Melissa Mira Sánchez
El conflicto armado ha marcado con dureza la zona rural colombiana, haciendo de ella uno de sus principales escenarios; un territorio caracterizado por el abandono estatal, la marginalidad y la falta de mecanismos de reparación. Así mismo, el cine colombiano de la última década ha volcado su mirada hacia el campo, una tendencia que no solo ha puesto en primer plano sus temas y atmósferas, sino que ha significado la aparición de unas formas estéticas y narrativas en el abordaje de la violencia rural.
Alcira lava insistentemente la camisa de su hijo asesinado, como buscando borrar las huellas de la violencia perpetrada, sin embargo, recibe en casa al verdugo de su hijo, quien, en una suerte de retribución, asiste diariamente para ayudarle con las labores de la finca.
Los matices de esta historia están dados por la condición que amalgama a los personajes, los límites entre víctima y victimario se desdibujan, modificando la lógica de su confrontación, cuando este último se devela a su vez como víctima y cuando la misma forma de presentar a los personajes no responde a convenciones maniqueas: inicialmente, Alcira en su actitud renuente y tosca, y Henry en una disposición afable y subordinada.
El cortometraje ubica estos personajes en una narrativa que puede categorizarse dentro de la mencionada estética de lo rural, el conflicto armado o el hecho violento está narrado desde la ausencia, aparece implícito en la trama como un evento que hace parte del pasado, de manera que la fuerza emotiva se centra el escenario que este dejó como consecuencia y que construye el nexo entre los personajes.
Desde la cinematografía de la pieza se manifiesta el contraste entre la belleza y apacibilidad del paisaje con el lastre de violencia que lleva a sus espaldas, además, no hay ninguna etiqueta que remita a algún grupo armado específico; independientemente de sus actores, el conflicto esboza siempre un mismo panorama, un número exorbitante de víctimas. Esto pone en entredicho la historia oficial que parece siempre señalar la existencia de bandos diferenciados en “buenos y malos”, dando lugar a una escala de grises que comprende la complejidad del conflicto y sus raíces.
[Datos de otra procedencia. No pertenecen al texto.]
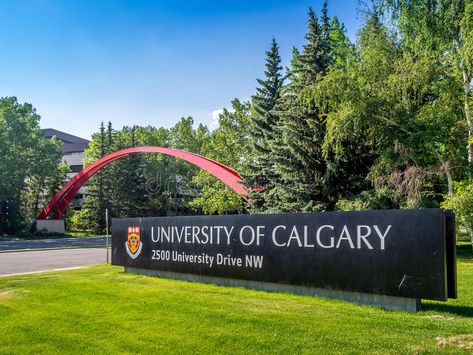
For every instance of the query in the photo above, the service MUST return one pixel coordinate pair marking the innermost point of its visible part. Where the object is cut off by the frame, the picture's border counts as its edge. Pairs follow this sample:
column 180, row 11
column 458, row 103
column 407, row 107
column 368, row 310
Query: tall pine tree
column 260, row 165
column 301, row 183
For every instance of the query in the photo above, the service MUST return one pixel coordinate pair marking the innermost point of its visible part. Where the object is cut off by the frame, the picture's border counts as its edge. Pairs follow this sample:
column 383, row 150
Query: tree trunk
column 449, row 183
column 466, row 88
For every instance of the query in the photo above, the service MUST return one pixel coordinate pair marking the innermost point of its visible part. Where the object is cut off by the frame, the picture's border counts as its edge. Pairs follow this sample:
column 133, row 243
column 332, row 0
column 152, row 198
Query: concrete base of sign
column 382, row 301
column 50, row 225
Desde la cinematografía de la pieza se manifiesta el contraste entre la belleza y apacibilidad del paisaje con el lastre de violencia que lleva a sus espaldas…
El realismo cotidiano, el tiempo cinematográfico y el uso del silencio son otras de las características que la película sabe conjugar en su búsqueda por representar el duelo; la directora consigue detenerse en un ejercicio contemplativo que deposita el peso expresivo sobre las sutilezas de la interpretación, por encima de las grandes acciones. Las interpretaciones de los personajes se ven entonces contenidas, pero lejos de atenuarlas este recurso potencia su eficacia en pantalla.
Amalgama ofrece acceso a un fragmento de vida de los personajes en el que puede leerse una dimensión social amplificada, sugiriendo la reinterpretación de las formas que puede adquirir la reconciliación y de la escala de grises que permean el concepto de víctima.